"I think Russia has begun to see many more indications that Iran is engaging in threatening behavior. Certainly these last incidents seem to confirm that. And, finally, the Russians were very supportive of our sanctions against North Korea. President Medvedev said in this room that sanctions may not be preferable, but they may be inevitable."
--Secretary of State Hillary Clinton, Sept. 27, 2009
"I don't have any doubts about Russian concern about the Iranian behavior at this point. I have no doubts about their concerns about it and their desire to do something about it."
--Then-Secretary of State Condoleezza Rice, Nov. 9, 2007
"The president will stress our strong conviction that any nuclear cooperation with Iran poses very serious risks for Russia, poses most serious risks for undermining the Middle East peace process, interferes with our aim to stop nuclear proliferation, and the point we'll be making most firmly, it's in Russia's own interest to cease this nuclear cooperation with Iran."
--Then-Secretary of State Warren Christopher, May 4, 1995
"There are many voices in Russia who want to shift the emphasis in Russia's interaction with America and our allies from one of partnership to one of assertiveness, opposition and defiance for its own sake. If that happens, it would be a double disaster for Russia. . . . After all, Russia needs an effective non-proliferation regime -- and it does need to see that nations like Iran do not acquire nuclear weapons or missiles that can hit its territory."
--Then-Secretary of State Madeleine K. Albright, Oct. 2, 1998
"I think the threat assessment on the Russian side is not that dissimilar from ours. And indeed, many of our Russian interlocutors have said 'We have absolutely no interest in an Iran, for example, that has a ballistic missile capability associated with a nuclear capability that would pose a direct threat to us.' "

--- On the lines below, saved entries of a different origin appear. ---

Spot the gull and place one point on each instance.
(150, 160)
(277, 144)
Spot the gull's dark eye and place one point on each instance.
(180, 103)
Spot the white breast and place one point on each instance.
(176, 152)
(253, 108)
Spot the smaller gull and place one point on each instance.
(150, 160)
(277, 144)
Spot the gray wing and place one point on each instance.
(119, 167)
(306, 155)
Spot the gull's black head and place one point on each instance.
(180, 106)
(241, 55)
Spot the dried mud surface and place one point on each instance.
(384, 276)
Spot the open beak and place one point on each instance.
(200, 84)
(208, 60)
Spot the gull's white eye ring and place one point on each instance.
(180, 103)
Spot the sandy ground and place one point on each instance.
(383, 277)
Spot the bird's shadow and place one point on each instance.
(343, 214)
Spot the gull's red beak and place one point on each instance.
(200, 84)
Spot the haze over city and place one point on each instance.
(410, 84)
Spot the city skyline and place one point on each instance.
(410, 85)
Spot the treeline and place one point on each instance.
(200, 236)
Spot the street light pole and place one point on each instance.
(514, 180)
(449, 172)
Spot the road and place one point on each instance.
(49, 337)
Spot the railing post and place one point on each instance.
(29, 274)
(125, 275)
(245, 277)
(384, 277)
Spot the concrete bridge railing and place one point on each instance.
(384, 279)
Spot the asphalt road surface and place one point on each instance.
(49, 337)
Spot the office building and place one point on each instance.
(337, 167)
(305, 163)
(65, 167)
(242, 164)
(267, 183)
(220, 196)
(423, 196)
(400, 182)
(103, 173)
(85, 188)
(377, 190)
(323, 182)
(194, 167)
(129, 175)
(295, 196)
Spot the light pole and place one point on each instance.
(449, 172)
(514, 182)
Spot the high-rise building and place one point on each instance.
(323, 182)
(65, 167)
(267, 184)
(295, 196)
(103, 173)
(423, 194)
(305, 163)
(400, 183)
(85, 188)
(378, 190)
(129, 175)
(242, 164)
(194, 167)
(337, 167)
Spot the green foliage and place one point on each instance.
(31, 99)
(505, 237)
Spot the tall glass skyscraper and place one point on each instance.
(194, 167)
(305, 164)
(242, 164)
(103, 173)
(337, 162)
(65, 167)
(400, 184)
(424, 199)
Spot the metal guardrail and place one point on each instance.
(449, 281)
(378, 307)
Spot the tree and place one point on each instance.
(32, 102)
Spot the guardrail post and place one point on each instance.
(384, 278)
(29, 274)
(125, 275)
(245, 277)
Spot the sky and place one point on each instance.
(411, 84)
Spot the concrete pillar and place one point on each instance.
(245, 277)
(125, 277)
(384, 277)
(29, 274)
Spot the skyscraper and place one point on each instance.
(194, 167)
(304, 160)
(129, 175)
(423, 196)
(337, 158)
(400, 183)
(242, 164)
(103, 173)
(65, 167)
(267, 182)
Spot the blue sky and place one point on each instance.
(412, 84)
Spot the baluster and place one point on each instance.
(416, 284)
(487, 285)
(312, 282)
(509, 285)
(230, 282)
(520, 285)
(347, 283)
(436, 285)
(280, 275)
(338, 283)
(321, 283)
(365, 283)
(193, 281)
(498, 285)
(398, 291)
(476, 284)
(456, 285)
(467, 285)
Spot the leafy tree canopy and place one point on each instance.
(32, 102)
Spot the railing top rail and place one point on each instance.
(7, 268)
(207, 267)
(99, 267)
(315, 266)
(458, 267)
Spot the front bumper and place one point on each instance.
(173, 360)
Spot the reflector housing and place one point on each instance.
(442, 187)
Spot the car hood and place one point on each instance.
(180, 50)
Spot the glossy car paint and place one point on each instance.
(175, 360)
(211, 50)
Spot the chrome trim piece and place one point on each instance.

--Then-Undersecretary of State for Arms Control and International Security Affairs John R. Bolton, March 29, 2002
If you heard Secretary of State Hillary Clinton suggest last Sunday that the Russians are beginning to come around to the U.S. way of thinking on Iran, it may have sounded familiar. For more than a decade, U.S. officials have been patiently explaining to the Russians that their interests are the same as ours in preventing Iran from building nuclear weapons. For just as long, U.S. officials have been telling themselves that the Russians are starting to get it. Maybe this time it will turn out to be true. The U.S. logic is, as always, irrefutable: Russia's standing as a nuclear power is diluted every time another country goes nuclear. Iran is particularly, uncomfortably, close. And given Russia's restive Muslim population in the Caucasus region, closer to Iran than to Moscow, Russia's leaders should be especially leery of a revolutionary Islamic regime getting the bomb.
So far, however, the actions of Russia's leaders have suggested that they don't see things exactly as Americans believe they should. They consistently have dangled the possibility of cooperation with the United States while simultaneously undermining alliance unity and maintaining their connections to the Iranian regime. So it might be worth entertaining other theories about Moscow's logic. It might be, for example, that Russia understands the value of keeping Iran nuclear-free, but values even more the fruits of its commercial and military trade with Iran.
It might be that Russia believes that the stalemate status quo is pretty close to ideal. Iran can be delayed in its progress toward nuclear status but also prevented from normalizing relations with the United States and the West. And as long as those relations are sour -- and the West won't buy Iran's natural gas -- Russia's leverage over Europe, as Europe's main gas supplier, is enhanced. Perhaps Russian leaders are not united on the question. In the early 1990s, Clinton administration officials persuaded themselves that President Boris Yeltsin accepted their Iran logic but that he wasn't strong enough to control his nuclear-industrial complex, which wanted trade with Iran. Today the theory is different: Russian President Dmitry Medvedev may see the light but is stymied by Prime Minister Vladimir Putin.
Or maybe the Russians accept the logic -- but don't believe Iran can be dissuaded. In that case, their smartest policy would be to hold out hope to the Obama administration that they can be brought along -- thereby continuing to win U.S. concessions on other matters for as long as possible -- while seeking a privileged position in Tehran for the day when Iran goes nuclear. Their smartest policy, in other words, would look very much like the one we're seeing today.